Her mind was racing. Had the barge simply motored away, on the night of Lorne’s killing, along the canal system? She scrabbled in her memory – trying to decide if the Kennet and Avon canal connected into Gloucester. She couldn’t recall – but she could remember that the Gloucester docks were less than a mile from the red-light areas of Barton Street and Midland Road. She wondered if Kelvin’s ‘army friend’ had taken the photo of that pile of dead bodies in Iraq, and what – what – would be on that barge? Her hand kept drifting to the pocket where her phone was, wanting to call Ben, because it seemed to her that whichever way she pictured the barge she also saw blood drifting away from it in the water, swirling in oily curlicues. She wanted to tell him to be careful, to wait until she got there.

Sally indicated left and turned the car into Isabelle’s long driveway. Zoe’s phone rang, making her jump. She snatched it out of her pocket. It was Ben.

‘Are you OK?’

‘I’m fine.’ He sounded rushed. Excited. She could hear he was walking. Could hear traffic going past him as if he was on a busy city road. ‘But, Zoe, where are you? Have you left yet?’

‘I’m just picking up my niece. I’ll be back at my car in five and on my way.’

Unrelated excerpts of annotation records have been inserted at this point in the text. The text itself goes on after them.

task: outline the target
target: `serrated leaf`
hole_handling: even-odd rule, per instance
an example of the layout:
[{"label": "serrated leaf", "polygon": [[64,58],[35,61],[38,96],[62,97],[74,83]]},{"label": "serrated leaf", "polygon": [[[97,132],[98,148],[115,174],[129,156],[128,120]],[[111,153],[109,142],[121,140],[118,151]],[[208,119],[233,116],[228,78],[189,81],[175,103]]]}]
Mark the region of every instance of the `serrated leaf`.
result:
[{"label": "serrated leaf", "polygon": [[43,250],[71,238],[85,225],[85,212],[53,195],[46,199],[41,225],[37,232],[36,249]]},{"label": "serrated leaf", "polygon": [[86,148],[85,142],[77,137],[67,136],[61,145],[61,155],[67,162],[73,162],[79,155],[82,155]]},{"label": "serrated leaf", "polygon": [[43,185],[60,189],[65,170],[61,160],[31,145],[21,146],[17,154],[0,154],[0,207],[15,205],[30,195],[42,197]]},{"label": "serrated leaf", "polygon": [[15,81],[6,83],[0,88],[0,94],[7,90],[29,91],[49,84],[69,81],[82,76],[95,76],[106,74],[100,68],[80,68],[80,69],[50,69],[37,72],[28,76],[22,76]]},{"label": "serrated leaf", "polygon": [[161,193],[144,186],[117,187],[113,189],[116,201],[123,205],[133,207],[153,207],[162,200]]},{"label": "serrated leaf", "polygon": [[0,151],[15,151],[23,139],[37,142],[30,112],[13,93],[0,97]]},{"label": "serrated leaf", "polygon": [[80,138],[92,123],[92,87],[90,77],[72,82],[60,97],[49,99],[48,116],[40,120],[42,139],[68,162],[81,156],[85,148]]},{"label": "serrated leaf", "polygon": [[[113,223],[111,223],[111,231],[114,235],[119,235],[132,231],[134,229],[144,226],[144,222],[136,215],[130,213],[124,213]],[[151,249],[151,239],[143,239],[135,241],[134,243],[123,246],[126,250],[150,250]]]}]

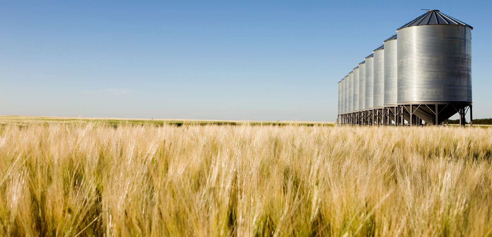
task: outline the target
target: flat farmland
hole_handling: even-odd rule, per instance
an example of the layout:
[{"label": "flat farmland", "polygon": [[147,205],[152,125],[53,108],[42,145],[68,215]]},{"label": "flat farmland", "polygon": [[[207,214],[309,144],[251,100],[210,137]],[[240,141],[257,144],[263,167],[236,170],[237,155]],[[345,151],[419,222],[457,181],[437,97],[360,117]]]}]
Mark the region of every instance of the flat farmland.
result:
[{"label": "flat farmland", "polygon": [[101,120],[0,117],[0,236],[492,235],[491,127]]}]

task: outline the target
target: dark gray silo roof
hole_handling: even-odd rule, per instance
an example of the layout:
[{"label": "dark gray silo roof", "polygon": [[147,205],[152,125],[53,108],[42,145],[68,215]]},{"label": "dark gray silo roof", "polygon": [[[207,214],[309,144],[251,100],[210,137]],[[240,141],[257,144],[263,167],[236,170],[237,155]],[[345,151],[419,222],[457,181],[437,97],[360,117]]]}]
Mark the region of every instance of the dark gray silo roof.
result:
[{"label": "dark gray silo roof", "polygon": [[379,48],[377,48],[377,49],[373,50],[372,52],[374,52],[376,50],[379,50],[380,49],[384,49],[384,44],[382,45],[381,45],[381,46],[379,46]]},{"label": "dark gray silo roof", "polygon": [[430,10],[424,15],[398,28],[397,30],[405,27],[424,25],[458,25],[467,26],[473,29],[471,26],[446,15],[439,11],[439,10]]},{"label": "dark gray silo roof", "polygon": [[391,40],[392,39],[397,39],[397,35],[395,34],[395,35],[393,35],[393,36],[392,36],[388,38],[386,40],[383,41],[383,43],[384,43],[385,42],[386,42],[386,41],[387,41],[388,40]]}]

‘No. Don’t come to Gloucester.’

‘What?’

‘He’s not here.’

Shit.’ She sat back in her seat, deflated. She shot Sally a sideways glance as they bounced along the track. ‘Not there,’ she muttered. ‘Not there.’

‘How come?’

‘How come, Ben?’

‘The support team kicked the door in. His mate was on board, pissed as a parrot, but he hasn’t seen Kelvin in weeks. The barge hasn’t been anywhere near Bath, hasn’t left Gloucester in over a year – the harbour master confirmed that. So I went back to the phone thing. You know I couldn’t get anything about his mobile, needed superintendent authority on that. Well, someone at BT owes me a favour and-’

‘And?’

‘Burford made several calls to a number in Solihull this lunchtime. Turns out his sister lives there.’

‘Solihull? That’s about – what? A forty-minute drive if you take the-’

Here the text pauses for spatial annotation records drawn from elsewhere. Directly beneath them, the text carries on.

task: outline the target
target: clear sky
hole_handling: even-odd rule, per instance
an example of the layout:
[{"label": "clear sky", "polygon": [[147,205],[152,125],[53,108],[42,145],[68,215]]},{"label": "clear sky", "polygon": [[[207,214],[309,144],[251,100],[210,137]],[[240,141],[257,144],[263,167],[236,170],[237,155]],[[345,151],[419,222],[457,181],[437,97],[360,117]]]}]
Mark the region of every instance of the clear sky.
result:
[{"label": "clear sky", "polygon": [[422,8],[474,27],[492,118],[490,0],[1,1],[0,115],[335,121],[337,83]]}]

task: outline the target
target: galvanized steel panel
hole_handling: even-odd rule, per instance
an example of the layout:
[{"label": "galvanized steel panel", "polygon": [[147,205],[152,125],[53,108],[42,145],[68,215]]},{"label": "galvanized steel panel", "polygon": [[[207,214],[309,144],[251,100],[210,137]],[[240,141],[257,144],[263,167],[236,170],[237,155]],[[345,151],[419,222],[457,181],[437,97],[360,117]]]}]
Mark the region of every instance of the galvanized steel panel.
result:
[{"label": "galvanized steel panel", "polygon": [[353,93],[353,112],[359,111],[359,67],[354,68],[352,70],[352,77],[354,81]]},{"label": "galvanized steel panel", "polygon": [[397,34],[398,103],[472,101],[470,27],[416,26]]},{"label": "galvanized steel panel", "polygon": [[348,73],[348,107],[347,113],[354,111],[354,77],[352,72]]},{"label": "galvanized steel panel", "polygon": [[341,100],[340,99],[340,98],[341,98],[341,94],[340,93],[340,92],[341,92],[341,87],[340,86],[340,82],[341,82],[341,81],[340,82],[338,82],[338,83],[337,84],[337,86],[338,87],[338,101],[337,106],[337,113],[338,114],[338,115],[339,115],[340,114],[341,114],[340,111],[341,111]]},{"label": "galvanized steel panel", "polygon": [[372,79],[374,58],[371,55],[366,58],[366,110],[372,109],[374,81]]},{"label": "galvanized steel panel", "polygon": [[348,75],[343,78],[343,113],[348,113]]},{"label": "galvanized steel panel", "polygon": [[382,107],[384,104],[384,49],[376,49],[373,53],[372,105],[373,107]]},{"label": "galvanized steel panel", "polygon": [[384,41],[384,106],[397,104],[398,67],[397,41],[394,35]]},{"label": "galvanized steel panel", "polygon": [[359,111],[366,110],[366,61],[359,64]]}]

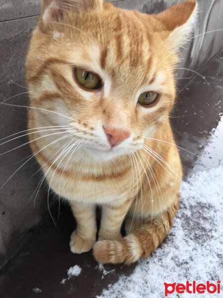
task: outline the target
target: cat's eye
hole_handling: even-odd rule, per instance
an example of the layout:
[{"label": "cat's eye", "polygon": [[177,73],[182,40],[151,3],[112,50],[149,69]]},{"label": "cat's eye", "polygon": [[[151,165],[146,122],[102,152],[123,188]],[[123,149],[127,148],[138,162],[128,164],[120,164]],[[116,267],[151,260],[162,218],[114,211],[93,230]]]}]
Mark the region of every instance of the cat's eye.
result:
[{"label": "cat's eye", "polygon": [[159,94],[153,91],[145,92],[139,97],[138,103],[145,107],[148,107],[155,103],[159,97]]},{"label": "cat's eye", "polygon": [[86,70],[78,68],[74,69],[74,76],[78,84],[84,89],[95,90],[100,89],[102,86],[99,76]]}]

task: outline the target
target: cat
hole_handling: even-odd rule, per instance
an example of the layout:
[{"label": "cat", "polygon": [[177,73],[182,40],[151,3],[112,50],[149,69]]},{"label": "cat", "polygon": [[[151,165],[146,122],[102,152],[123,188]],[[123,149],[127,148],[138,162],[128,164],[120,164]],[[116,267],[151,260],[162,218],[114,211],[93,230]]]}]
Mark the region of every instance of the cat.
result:
[{"label": "cat", "polygon": [[93,248],[100,262],[128,264],[169,233],[182,169],[168,115],[197,6],[148,15],[102,0],[43,1],[26,61],[29,138],[76,219],[73,253]]}]

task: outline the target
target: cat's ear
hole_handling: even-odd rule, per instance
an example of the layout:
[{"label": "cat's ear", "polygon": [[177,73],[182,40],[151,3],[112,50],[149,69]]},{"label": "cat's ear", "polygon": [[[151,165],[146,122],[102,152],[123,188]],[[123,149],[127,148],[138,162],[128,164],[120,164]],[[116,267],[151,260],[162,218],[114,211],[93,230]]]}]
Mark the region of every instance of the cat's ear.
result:
[{"label": "cat's ear", "polygon": [[99,9],[103,0],[43,0],[42,19],[45,23],[57,22],[67,10],[86,11]]},{"label": "cat's ear", "polygon": [[188,39],[197,19],[196,0],[187,0],[157,16],[165,25],[172,48],[178,49]]}]

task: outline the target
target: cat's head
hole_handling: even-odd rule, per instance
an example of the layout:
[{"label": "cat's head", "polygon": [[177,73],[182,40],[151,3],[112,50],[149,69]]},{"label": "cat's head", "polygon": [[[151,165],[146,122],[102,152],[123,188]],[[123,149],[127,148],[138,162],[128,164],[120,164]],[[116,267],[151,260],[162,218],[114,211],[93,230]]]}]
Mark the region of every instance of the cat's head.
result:
[{"label": "cat's head", "polygon": [[196,6],[155,15],[102,0],[44,0],[26,65],[33,126],[67,125],[96,157],[139,149],[168,121],[177,52]]}]

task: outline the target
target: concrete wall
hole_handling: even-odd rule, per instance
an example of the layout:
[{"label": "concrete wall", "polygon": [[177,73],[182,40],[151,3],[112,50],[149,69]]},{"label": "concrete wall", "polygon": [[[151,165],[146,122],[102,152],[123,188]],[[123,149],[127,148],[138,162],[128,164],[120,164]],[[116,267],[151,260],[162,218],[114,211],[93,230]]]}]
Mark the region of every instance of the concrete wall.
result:
[{"label": "concrete wall", "polygon": [[[144,12],[157,13],[180,0],[120,0],[114,5]],[[196,35],[223,28],[222,0],[200,0]],[[0,101],[28,105],[26,92],[24,63],[29,41],[38,21],[41,0],[1,0],[0,3]],[[182,66],[197,71],[222,46],[223,31],[196,37],[182,51]],[[182,71],[183,77],[194,74]],[[179,80],[182,85],[186,79]],[[20,95],[19,95],[20,94]],[[0,105],[0,139],[26,129],[27,110]],[[16,136],[14,136],[15,137]],[[0,144],[7,141],[0,141]],[[2,153],[27,142],[18,138],[0,147],[0,188],[31,154],[28,145],[5,154]],[[18,163],[18,162],[19,162]],[[25,163],[0,190],[0,268],[10,260],[26,240],[47,211],[46,191],[42,188],[36,200],[32,197],[41,176],[34,160]],[[49,217],[50,220],[50,217]]]}]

She broke off. Sally was slowing the car down and the headlights had picked out a vehicle, parked at an untidy angle up ahead in the driveway. A Land Rover.

‘That’s funny,’ Sally began, as Zoe leaned forward. ‘I thought Isabelle wasn’t-’

Stop!

Sally slammed on the brakes. She stared out of the windscreen at the mud-covered Land Rover. Zoe made frantic motioning signals. ‘Go back.’ She swivelled her head to look out of the back window. ‘Go on. Do it.’

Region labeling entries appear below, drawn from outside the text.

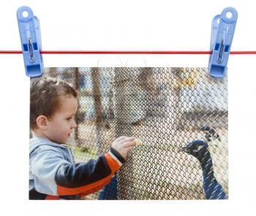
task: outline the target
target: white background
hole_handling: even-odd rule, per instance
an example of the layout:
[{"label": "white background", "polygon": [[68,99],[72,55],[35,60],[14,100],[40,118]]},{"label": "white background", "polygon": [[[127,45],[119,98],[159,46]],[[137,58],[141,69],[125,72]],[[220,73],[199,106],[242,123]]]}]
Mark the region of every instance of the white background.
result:
[{"label": "white background", "polygon": [[[231,50],[256,50],[255,1],[0,0],[0,50],[20,50],[16,11],[40,20],[43,50],[208,50],[211,19],[238,12]],[[44,55],[45,66],[208,66],[208,55]],[[229,200],[28,200],[29,78],[22,55],[0,55],[1,208],[11,215],[255,215],[255,61],[230,55]],[[26,214],[26,215],[25,215]]]}]

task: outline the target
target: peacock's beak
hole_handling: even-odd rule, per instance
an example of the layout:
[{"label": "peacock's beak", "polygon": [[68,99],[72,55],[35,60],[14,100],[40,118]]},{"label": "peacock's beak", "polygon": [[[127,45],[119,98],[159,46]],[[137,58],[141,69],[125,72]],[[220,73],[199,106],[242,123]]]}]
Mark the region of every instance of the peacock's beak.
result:
[{"label": "peacock's beak", "polygon": [[181,147],[178,150],[178,153],[180,152],[183,152],[183,153],[189,153],[189,150],[187,149],[187,147]]}]

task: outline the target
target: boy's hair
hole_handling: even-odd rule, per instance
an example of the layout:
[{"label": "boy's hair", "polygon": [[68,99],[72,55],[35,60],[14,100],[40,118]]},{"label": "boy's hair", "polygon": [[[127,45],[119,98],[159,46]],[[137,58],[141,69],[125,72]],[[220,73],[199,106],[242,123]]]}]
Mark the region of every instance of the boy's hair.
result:
[{"label": "boy's hair", "polygon": [[30,85],[30,128],[37,128],[37,117],[41,115],[50,118],[60,108],[59,96],[78,97],[75,89],[68,82],[56,78],[33,79]]}]

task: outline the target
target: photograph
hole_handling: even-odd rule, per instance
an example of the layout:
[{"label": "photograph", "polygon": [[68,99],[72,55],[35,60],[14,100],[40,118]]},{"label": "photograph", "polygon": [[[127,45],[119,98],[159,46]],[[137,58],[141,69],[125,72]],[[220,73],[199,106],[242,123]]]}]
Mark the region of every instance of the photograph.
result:
[{"label": "photograph", "polygon": [[29,199],[228,198],[227,73],[49,67],[30,83]]}]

Sally slammed the gearstick into reverse and the car lurched back twenty yards, bumping over potholes and the grass verge. Ben’s voice was coming from the tinny little phone speaker. ‘Zoe? What’s happening?’

‘In there. Put it in there. Fast.’

Sally jumped the car back another ten yards, shoving it in behind a row of laurels. She switched the engine off, and killed the headlights. Zoe sat forward in her seat, peering down the driveway.

Zoe?

She lifted the phone numbly, a ball of adrenalin clenched in her chest. ‘Yes.’

‘Are you OK?’

‘We’re OK,’ she said dully. ‘But listen. I really don’t think Kelvin’s in Solihull.’